Classification of TBI


Lt Col Reynolds
Traumatic brain injury can be broadly categorized as penetrating or non-penetrating, and as focal or diffuse. Penetrating injuries occur when an object pierces the skull and enters the brain tissue. Non-penetrating injuries, sometimes called blunt or closed head injuries, cause the brain to move within the skull and collide with the bone. Sometimes the brain hits at the site of the injury, but more often it hits the skull at a point directly opposite of the injury site.

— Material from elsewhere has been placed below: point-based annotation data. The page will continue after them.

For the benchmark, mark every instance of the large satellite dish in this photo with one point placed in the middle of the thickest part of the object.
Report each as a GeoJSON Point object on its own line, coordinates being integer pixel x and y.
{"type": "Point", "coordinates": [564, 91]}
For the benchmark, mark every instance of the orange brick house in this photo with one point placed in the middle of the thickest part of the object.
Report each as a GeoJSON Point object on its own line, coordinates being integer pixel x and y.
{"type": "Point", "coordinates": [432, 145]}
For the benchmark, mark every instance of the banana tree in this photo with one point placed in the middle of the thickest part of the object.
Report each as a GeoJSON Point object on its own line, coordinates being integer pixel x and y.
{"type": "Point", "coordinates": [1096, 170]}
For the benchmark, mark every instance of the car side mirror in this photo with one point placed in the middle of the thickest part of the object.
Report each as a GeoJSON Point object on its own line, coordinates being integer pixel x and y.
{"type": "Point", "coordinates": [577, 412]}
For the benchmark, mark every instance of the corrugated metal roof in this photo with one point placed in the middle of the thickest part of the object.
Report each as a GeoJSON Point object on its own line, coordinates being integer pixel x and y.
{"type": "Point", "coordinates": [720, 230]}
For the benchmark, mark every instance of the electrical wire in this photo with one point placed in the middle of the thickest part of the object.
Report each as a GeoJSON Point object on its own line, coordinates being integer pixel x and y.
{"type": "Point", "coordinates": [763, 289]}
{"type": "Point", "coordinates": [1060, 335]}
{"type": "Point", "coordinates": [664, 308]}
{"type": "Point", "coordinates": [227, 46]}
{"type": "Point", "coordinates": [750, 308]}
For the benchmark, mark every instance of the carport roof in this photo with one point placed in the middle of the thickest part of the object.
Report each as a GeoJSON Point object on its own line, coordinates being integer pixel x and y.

In some cases, the force is so great that it causes the brain to go back and forth and hit on both sides.

Maj Hemstad
Focal injuries are located in a small, specific area, whereas diffuse injuries occur over a large area of the brain. These categories have to do with what’s called the mechanism of injury, but they generally don’t affect how TBI is diagnosed or treated.

Lt Col Reynolds
The severity of TBI, however, is paramount in diagnosing and treating the injury. TBI can be classified as mild, moderate, or severe. The criteria for classification include:

  • Loss of consciousness
  • Alteration of consciousness or mental state
  • Temporary loss of memory, also known as post-traumatic amnesia, or PTA, and
  • In some cases, structural imaging as seen on a CT scan or MRI

Maj Hemstad
Alteration of consciousness or mental status refers to looking and feeling dazed, experiencing confusion, difficulty thinking clearly, or being unable to describe what happened before or after the event that caused the trauma.